A Texas appeals court has shut down Kaitlin Armstrong’s first big shot at overturning her murder conviction in the killing of champion cyclist Anna Moriah “Mo” Wilson, leaving Armstrong’s 90-year prison sentence exactly where the trial judge put it. The ruling wraps up a major round of post-trial wrangling, after Armstrong’s team tried to scrub parts of the record and push for a brand-new trial. For Wilson’s family and Austin’s tight-knit cycling community, it is another hard but decisive turn in a saga that has drawn national attention.
Court issues memorandum opinion
The Third Court of Appeals issued a memorandum opinion on Friday affirming the trial court’s judgment, according to the Third Court of Appeals. The three-judge panel said it found no reversible error in any of the three issues Armstrong raised on appeal and formally entered judgment affirming her conviction. Both the opinion and the related docket entries are posted on the court’s public case page.
Background: the case in brief
Anna Moriah “Mo” Wilson was shot to death in an east Austin apartment in May 2022. Investigators said surveillance video, phone records and vehicle data connected the crime scene to Armstrong. A Travis County jury found Armstrong guilty of murder in November 2023, and the trial judge sentenced her to 90 years in prison, according to the Travis County District Attorney’s Office. After Wilson was killed, Armstrong fled to Costa Rica, where she was arrested before being brought back to Texas to face prosecution.
Appeal claims rejected
On appeal, Armstrong argued that the trial court should have held a hearing on her motion for new trial, that the court should have granted her a new trial outright, and that her custodial statements should not have been admitted into evidence. The appellate panel rejected all three arguments, KVUE reports. In its memorandum opinion, the court walked through key portions of the trial record and explained why any potential missteps did not rise to the level of reversible error. Armstrong’s lawyers still have procedural moves available, but for now the jury’s verdict and sentence remain intact.
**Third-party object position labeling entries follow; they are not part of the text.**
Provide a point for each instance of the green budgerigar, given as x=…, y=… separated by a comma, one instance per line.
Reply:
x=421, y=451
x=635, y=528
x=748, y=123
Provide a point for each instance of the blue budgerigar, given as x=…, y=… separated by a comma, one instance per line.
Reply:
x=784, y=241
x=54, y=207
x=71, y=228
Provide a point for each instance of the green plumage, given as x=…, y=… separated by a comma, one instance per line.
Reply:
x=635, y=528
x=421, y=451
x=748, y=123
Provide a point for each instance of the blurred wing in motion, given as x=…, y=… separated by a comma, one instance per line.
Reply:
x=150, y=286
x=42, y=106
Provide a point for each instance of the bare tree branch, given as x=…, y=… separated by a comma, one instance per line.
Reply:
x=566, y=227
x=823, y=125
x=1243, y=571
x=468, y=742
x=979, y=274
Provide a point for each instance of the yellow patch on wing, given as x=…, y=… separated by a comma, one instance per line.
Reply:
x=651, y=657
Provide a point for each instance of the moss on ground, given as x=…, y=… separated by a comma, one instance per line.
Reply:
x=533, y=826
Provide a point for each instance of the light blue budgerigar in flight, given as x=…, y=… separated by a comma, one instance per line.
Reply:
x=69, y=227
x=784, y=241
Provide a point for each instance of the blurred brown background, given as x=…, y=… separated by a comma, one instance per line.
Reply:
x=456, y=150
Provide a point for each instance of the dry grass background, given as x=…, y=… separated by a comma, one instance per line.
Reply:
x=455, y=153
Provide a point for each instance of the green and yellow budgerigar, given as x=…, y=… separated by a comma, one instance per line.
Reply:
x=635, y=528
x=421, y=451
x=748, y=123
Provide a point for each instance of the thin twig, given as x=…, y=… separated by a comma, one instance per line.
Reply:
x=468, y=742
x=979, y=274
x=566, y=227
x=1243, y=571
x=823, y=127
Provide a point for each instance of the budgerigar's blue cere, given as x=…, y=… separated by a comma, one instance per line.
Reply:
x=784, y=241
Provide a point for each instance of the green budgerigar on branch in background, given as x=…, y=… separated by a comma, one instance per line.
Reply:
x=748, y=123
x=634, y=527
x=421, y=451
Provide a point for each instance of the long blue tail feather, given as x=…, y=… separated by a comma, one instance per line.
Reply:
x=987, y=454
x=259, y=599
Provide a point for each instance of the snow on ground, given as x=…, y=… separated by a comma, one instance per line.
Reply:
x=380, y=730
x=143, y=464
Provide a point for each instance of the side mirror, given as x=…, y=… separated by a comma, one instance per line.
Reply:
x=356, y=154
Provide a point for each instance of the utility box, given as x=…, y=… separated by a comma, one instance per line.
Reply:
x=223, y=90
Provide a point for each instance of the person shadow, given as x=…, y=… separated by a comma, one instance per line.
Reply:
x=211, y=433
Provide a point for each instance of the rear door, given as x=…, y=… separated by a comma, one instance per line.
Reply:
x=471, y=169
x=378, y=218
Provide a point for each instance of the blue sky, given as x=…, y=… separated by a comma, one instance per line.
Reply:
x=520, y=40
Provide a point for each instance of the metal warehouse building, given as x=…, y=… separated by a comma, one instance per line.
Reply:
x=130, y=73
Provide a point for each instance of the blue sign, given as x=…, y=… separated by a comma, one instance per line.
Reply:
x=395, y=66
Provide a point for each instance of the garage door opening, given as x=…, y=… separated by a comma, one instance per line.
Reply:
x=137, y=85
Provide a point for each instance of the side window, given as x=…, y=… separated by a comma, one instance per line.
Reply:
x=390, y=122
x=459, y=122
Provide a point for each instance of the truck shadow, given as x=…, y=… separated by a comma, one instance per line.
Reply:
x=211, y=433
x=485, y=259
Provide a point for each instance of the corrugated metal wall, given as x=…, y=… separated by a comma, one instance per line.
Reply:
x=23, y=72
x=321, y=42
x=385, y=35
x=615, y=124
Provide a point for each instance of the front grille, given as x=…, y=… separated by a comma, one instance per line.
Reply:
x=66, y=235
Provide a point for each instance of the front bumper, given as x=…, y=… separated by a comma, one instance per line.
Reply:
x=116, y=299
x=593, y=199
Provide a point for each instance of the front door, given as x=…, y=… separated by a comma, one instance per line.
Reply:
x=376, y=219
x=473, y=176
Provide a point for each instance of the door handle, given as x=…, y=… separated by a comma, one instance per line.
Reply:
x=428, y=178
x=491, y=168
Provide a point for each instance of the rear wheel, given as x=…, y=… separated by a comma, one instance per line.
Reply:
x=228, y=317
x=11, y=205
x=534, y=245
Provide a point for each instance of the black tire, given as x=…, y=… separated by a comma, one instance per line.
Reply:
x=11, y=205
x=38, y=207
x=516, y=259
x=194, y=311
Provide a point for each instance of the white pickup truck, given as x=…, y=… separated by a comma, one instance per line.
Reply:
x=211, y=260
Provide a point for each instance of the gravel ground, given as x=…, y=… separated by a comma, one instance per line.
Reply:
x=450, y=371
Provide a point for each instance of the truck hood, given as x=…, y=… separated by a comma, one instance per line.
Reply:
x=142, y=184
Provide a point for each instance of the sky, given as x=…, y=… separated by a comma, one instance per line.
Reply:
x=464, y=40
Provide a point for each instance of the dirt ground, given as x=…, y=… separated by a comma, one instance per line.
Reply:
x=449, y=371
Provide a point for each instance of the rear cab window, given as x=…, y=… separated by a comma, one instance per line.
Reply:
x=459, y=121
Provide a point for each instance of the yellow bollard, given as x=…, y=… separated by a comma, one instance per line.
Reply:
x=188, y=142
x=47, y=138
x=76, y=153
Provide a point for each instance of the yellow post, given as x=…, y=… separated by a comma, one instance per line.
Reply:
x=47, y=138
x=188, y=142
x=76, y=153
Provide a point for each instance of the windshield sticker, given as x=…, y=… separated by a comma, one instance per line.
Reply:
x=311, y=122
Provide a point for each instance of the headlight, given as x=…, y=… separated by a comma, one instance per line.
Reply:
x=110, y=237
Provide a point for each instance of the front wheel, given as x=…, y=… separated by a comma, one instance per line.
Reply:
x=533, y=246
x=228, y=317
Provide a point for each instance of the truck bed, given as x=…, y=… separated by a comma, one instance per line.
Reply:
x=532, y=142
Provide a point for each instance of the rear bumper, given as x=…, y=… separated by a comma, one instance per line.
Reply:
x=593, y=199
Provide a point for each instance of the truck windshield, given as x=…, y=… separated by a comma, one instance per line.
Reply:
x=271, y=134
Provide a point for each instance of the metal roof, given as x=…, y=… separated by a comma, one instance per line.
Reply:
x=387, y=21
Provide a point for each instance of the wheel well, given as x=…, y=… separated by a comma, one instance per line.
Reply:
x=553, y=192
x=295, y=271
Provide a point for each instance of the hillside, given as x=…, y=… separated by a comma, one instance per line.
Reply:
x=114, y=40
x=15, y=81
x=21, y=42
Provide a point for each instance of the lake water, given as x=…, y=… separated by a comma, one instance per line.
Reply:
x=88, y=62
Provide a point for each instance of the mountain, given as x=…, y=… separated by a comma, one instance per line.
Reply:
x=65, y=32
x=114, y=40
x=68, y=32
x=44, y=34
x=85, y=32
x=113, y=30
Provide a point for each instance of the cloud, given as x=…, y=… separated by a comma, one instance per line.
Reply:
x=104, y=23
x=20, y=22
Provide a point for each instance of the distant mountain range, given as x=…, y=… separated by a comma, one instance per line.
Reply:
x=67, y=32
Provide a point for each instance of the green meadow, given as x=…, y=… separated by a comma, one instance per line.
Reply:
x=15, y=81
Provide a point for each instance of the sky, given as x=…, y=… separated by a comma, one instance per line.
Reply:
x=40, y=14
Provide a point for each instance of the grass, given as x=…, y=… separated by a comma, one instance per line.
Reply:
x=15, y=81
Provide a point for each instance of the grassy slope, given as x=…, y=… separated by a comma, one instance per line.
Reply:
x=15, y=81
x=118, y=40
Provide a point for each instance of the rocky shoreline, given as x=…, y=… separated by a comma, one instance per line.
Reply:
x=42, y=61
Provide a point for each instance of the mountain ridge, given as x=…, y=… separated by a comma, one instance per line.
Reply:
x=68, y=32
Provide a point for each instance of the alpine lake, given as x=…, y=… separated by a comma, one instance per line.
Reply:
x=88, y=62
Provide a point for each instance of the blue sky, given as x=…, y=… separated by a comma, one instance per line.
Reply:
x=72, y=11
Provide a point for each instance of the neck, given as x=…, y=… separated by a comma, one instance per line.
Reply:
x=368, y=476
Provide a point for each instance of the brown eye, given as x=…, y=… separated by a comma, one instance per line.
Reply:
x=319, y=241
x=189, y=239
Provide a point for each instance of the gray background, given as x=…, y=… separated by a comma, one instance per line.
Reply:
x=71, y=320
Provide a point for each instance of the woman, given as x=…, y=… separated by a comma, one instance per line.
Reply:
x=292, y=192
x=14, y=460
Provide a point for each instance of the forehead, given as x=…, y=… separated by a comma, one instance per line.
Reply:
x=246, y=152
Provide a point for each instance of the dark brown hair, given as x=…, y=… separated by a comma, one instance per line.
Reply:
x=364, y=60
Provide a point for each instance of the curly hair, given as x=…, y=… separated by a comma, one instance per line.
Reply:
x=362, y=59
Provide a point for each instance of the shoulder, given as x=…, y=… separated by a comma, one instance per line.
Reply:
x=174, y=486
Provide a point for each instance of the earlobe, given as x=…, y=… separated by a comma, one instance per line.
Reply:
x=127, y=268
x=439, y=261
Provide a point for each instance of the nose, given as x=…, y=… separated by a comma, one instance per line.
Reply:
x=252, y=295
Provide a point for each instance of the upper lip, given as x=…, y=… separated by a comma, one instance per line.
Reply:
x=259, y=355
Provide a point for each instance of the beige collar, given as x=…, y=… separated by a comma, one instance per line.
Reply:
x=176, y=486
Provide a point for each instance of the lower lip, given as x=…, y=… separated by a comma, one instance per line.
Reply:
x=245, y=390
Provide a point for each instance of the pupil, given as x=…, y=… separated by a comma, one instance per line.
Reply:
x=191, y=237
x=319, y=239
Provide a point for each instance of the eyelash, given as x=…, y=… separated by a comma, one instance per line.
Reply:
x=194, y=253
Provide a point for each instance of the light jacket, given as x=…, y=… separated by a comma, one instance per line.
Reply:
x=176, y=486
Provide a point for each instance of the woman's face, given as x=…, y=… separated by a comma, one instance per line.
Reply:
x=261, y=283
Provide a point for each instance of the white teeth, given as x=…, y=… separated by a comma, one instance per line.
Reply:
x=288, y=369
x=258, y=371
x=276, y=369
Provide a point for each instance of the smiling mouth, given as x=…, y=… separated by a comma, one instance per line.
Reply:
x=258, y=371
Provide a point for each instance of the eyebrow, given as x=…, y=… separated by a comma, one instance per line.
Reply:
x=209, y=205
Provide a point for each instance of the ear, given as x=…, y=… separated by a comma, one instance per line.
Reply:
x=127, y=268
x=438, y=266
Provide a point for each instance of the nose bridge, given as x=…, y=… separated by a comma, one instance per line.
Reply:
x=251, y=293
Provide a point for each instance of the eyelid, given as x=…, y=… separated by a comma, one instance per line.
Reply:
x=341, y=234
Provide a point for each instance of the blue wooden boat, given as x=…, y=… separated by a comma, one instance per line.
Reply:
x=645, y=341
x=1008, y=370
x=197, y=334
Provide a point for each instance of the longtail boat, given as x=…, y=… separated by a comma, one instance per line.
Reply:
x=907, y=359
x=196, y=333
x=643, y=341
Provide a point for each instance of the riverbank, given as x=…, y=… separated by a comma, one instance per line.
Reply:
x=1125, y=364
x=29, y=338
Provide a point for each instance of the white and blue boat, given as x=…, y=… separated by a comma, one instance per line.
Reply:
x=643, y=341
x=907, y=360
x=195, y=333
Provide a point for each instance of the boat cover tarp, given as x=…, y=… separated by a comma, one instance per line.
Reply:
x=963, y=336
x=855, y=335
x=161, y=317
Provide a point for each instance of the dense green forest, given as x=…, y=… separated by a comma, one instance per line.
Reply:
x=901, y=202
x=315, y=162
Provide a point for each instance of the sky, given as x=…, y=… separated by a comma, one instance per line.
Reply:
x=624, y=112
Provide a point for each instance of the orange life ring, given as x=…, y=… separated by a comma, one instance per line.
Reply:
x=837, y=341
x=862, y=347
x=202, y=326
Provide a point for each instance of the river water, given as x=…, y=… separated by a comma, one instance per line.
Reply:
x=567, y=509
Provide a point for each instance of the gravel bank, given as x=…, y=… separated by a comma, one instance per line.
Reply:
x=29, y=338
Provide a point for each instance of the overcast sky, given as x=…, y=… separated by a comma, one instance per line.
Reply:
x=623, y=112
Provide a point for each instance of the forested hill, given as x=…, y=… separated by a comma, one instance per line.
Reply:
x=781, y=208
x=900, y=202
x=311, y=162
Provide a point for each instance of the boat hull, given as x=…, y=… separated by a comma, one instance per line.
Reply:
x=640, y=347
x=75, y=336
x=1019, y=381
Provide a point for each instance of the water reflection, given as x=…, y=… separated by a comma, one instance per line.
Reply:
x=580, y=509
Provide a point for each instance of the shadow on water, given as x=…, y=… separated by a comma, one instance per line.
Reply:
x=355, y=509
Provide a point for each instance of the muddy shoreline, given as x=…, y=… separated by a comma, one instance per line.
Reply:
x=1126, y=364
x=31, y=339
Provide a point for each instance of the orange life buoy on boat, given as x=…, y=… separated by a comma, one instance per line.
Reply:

Civil judgment and ongoing suits
On a separate legal track, a judge entered a $15 million default judgment in June 2024 in favor of Wilson’s parents in a wrongful-death lawsuit. The family later filed additional civil claims alleging that certain assets were moved around in an effort to block or complicate collection. FOX 7 Austin reported on the judgment and the follow-up filings that name relatives and associates. Those civil cases are still active even as the criminal appeal has now been resolved by the intermediate appellate court.
What comes next
The court’s public docket lists February 9 as the deadline for filing motions for rehearing and for rehearing en banc, and it currently shows a mandate date set for April if no further relief is granted, according to the Third Court of Appeals. If a rehearing request is denied, Armstrong’s defense team could ask the Texas Court of Criminal Appeals to take a discretionary look at the case. Unless and until that happens, the trial court’s judgment and 90-year sentence remain in full force while the civil litigation and post-judgment collection fights play out in parallel.
Prosecutor, family and community reaction
In a statement reported by KVUE, Travis County District Attorney José Garza acknowledged that the appellate process stretches out the wait for closure for Wilson’s family, and said his office will keep fighting to hold Armstrong accountable. Hoodline has tracked the case through earlier post-trial chapters, including when Armstrong’s bid for a new trial was denied, in our coverage of her failed push for a do-over. The Wilsons’ attorneys say they plan to keep pressing collection efforts as long as legal options remain open.
Wilson’s killing and the long legal fallout have continued to reverberate through Austin’s cycling scene and beyond, where friends and teammates remember her as a rising star in the sport. People and other outlets have chronicled Wilson’s racing career and the manhunt that followed her death. With the latest appellate ruling now in place, the criminal case has reached another legal endpoint, even as the civil battles and financial fights are still very much in motion.